Because of this, we don't ask the questions that others do:

How much cooling achieved with this HSF?

Instead, we ask,

What is the cooling power of this heatsink with this quiet fan whose characteristics are well known?

By asking this question, we put all the heatsinks on the same playing field — no screaming 100 CFM fans. All have only the aid of the same low noise, low airflow fan. We remove the cooling advantage of powerful noisy fans, which is a cheap, brute-force method of cooling. The heatsink, then, is the only variable.

The benefit of this approach is that it guarantees that all heatsinks are tested under the same acoustic conditions. What we want to know is how well a heatsink performs at a given (quiet) noise level, and using the same fan for all our tests gives us a way of reproducing the same noise level every time we do a test.

That being the case, we are well aware that most people are not inclined to purchase both a heatsink and a fan, so we actually run two tests for every review: One with our reference fan, and one with the heatsink in stock form. When that exceptional heatsink that ships with a quiet fan appears, don't worry, you'll know about it. Stock fans are profiled according to our standard fan testing methodology, which uses a similar noise-centric approach.

We consider the heatsink and mounting mechanism together as a unit. A heatsink's intrinsic cooling power is determined mainly by:

  • its radiating surface area
  • the heat transfer coefficient of its materials
  • the spacing and number of fins
  • its geometry
  • the smoothness and flatness of the CPU contact surface
  • overall mass
  • ease and efficacy of the mounting mechanism

The mounting mechanism is mentioned because it maintains the all-important contact between CPU and heatsink. The amount of pressure brought to bear on the interface also affects cooling. It is also the only real interface between HS and user.
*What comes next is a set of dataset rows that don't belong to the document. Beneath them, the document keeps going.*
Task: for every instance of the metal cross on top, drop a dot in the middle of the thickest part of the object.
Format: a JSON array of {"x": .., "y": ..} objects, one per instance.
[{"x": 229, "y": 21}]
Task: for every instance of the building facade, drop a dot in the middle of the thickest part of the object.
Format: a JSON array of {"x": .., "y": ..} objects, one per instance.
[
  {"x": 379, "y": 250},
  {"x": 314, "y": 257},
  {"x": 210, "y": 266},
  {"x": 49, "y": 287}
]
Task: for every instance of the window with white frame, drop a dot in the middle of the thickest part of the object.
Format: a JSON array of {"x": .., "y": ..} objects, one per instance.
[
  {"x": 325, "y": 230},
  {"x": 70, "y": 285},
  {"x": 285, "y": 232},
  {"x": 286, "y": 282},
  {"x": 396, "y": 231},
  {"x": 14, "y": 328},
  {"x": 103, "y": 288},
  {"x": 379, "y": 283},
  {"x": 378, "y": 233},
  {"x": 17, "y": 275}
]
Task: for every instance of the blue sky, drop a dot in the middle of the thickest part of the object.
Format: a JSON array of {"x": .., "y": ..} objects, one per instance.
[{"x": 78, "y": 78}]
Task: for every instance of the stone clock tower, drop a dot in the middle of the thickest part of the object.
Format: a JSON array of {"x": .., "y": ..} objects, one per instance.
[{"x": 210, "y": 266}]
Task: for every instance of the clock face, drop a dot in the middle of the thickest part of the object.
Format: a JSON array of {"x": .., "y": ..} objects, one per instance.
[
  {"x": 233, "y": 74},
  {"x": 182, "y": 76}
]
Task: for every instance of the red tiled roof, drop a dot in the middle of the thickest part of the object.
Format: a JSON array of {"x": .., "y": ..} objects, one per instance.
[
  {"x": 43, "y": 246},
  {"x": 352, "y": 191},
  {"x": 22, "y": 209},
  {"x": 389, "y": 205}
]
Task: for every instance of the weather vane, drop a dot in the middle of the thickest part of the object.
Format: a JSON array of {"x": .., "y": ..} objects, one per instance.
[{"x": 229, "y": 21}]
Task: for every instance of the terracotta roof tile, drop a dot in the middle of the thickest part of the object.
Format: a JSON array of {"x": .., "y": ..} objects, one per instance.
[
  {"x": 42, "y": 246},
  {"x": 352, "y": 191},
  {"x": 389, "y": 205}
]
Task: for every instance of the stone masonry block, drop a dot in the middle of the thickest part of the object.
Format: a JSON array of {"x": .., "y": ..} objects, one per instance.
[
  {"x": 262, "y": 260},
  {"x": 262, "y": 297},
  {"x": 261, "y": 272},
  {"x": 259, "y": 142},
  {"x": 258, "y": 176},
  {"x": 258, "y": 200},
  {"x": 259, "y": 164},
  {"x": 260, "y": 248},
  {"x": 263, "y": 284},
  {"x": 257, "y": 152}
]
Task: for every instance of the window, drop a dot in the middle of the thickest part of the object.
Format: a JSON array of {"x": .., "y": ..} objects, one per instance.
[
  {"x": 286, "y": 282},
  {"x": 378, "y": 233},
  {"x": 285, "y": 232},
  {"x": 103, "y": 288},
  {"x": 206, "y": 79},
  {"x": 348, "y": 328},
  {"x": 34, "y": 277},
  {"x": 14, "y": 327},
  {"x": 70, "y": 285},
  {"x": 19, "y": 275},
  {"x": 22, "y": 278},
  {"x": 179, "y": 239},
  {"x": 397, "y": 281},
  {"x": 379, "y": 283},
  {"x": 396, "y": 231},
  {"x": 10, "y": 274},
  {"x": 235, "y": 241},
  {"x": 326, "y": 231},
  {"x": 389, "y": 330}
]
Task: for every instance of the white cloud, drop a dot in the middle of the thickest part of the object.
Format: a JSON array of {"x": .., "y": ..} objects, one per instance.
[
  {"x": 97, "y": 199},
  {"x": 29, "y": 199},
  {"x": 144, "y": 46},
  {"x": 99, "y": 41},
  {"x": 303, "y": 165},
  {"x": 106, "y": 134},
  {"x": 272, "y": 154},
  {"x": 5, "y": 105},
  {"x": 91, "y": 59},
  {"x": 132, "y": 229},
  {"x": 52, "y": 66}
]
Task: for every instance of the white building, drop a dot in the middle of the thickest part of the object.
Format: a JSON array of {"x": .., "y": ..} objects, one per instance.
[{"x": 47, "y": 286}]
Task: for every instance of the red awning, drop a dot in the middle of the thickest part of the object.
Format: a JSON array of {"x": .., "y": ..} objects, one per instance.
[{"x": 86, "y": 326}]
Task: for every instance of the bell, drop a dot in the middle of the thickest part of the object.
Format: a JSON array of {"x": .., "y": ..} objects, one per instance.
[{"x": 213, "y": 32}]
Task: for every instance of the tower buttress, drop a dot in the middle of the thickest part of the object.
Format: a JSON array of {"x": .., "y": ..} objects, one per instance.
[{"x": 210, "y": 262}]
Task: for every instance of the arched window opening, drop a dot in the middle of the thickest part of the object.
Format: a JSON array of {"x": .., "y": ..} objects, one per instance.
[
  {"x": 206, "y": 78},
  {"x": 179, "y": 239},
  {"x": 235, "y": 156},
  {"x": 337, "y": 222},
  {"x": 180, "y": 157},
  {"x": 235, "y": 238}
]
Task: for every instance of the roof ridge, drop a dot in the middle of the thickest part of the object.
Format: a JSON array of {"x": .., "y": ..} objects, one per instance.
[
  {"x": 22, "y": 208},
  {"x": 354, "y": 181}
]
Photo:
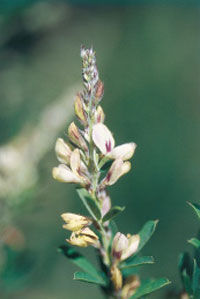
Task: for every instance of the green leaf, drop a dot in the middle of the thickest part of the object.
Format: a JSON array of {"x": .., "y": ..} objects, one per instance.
[
  {"x": 150, "y": 286},
  {"x": 186, "y": 282},
  {"x": 80, "y": 261},
  {"x": 85, "y": 277},
  {"x": 195, "y": 277},
  {"x": 195, "y": 242},
  {"x": 185, "y": 263},
  {"x": 137, "y": 261},
  {"x": 146, "y": 233},
  {"x": 90, "y": 204},
  {"x": 196, "y": 208},
  {"x": 113, "y": 212}
]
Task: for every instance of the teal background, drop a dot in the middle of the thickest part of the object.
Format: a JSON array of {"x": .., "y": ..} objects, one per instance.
[{"x": 148, "y": 57}]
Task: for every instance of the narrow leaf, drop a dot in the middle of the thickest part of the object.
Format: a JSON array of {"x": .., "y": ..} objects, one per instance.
[
  {"x": 90, "y": 204},
  {"x": 113, "y": 212},
  {"x": 146, "y": 233},
  {"x": 195, "y": 277},
  {"x": 79, "y": 260},
  {"x": 186, "y": 282},
  {"x": 185, "y": 263},
  {"x": 85, "y": 277},
  {"x": 196, "y": 208},
  {"x": 195, "y": 242},
  {"x": 150, "y": 286},
  {"x": 137, "y": 261}
]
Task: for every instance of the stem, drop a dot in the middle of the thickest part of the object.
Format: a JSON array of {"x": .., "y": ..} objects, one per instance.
[{"x": 95, "y": 175}]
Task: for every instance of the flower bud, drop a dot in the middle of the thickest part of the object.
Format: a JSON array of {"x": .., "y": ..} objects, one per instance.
[
  {"x": 120, "y": 243},
  {"x": 133, "y": 243},
  {"x": 75, "y": 222},
  {"x": 124, "y": 151},
  {"x": 78, "y": 107},
  {"x": 63, "y": 174},
  {"x": 184, "y": 296},
  {"x": 116, "y": 277},
  {"x": 130, "y": 286},
  {"x": 76, "y": 137},
  {"x": 83, "y": 238},
  {"x": 75, "y": 162},
  {"x": 63, "y": 151},
  {"x": 99, "y": 115},
  {"x": 117, "y": 169},
  {"x": 103, "y": 138},
  {"x": 99, "y": 90}
]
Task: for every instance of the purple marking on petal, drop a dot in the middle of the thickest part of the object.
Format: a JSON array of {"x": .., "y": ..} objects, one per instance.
[{"x": 108, "y": 146}]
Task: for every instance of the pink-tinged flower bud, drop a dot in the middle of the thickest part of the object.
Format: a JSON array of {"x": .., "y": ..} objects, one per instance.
[
  {"x": 103, "y": 138},
  {"x": 116, "y": 277},
  {"x": 83, "y": 238},
  {"x": 99, "y": 90},
  {"x": 75, "y": 162},
  {"x": 184, "y": 296},
  {"x": 133, "y": 243},
  {"x": 106, "y": 204},
  {"x": 63, "y": 151},
  {"x": 131, "y": 284},
  {"x": 120, "y": 243},
  {"x": 124, "y": 151},
  {"x": 117, "y": 169},
  {"x": 76, "y": 137},
  {"x": 63, "y": 174},
  {"x": 99, "y": 115},
  {"x": 79, "y": 110},
  {"x": 75, "y": 222}
]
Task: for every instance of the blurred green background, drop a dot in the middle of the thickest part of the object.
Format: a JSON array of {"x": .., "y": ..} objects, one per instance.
[{"x": 149, "y": 59}]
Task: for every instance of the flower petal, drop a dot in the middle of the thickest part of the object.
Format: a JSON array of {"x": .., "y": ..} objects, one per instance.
[
  {"x": 120, "y": 243},
  {"x": 75, "y": 162},
  {"x": 103, "y": 138},
  {"x": 75, "y": 222},
  {"x": 124, "y": 151},
  {"x": 63, "y": 151},
  {"x": 117, "y": 169},
  {"x": 63, "y": 174},
  {"x": 99, "y": 115},
  {"x": 75, "y": 136}
]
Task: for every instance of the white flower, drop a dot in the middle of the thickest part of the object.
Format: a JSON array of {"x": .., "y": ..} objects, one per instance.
[
  {"x": 75, "y": 222},
  {"x": 133, "y": 243},
  {"x": 105, "y": 142},
  {"x": 123, "y": 247},
  {"x": 120, "y": 243},
  {"x": 74, "y": 174},
  {"x": 63, "y": 174},
  {"x": 103, "y": 138},
  {"x": 83, "y": 238},
  {"x": 63, "y": 151}
]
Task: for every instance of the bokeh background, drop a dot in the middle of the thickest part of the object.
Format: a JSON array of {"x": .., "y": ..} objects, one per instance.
[{"x": 149, "y": 59}]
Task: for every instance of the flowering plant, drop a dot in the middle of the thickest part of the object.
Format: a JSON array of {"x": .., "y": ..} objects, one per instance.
[{"x": 93, "y": 162}]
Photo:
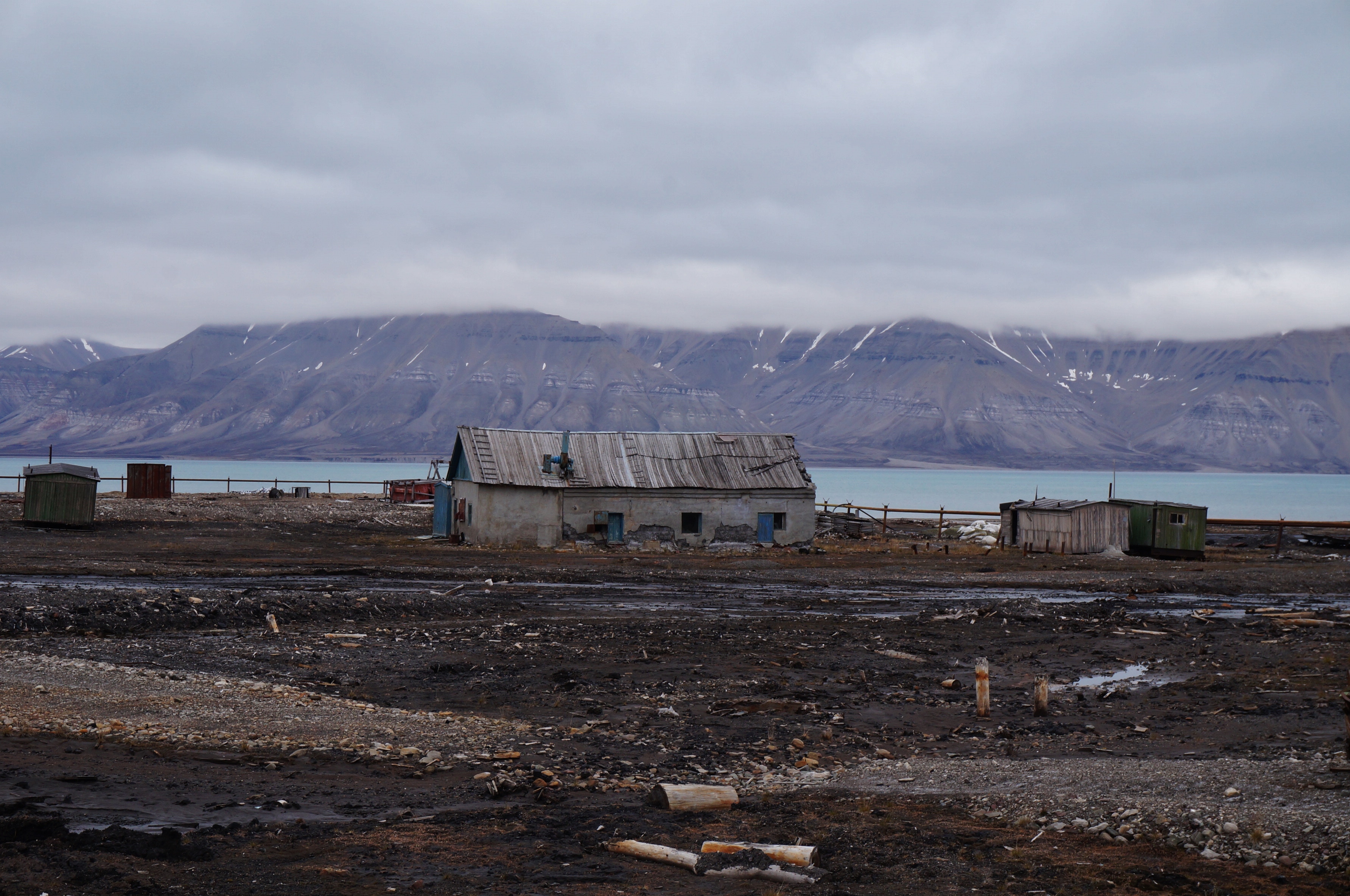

We may say we use a HS, but it's not the same way that we use a car, for example. We interact constantly with a car while using it. If there is any aspect of user interaction with a HS, it really happens only when the HS is installed or uninstalled. If this design aspect is poor and results in the user having difficulty with installation, or failing to mount the HS correctly, then poor cooling performance leading to shutdown or downright failure of the CPU can result. Some mounting mechanisms are poor, both difficult to install and lacking in precision or security; others are integrated wonderfully into the heatsink and easy to use.

Our point of view is that the mounting mechanism is a critical part of the HS design. Lack of attention to this detail suggests a design that is not completely thought through.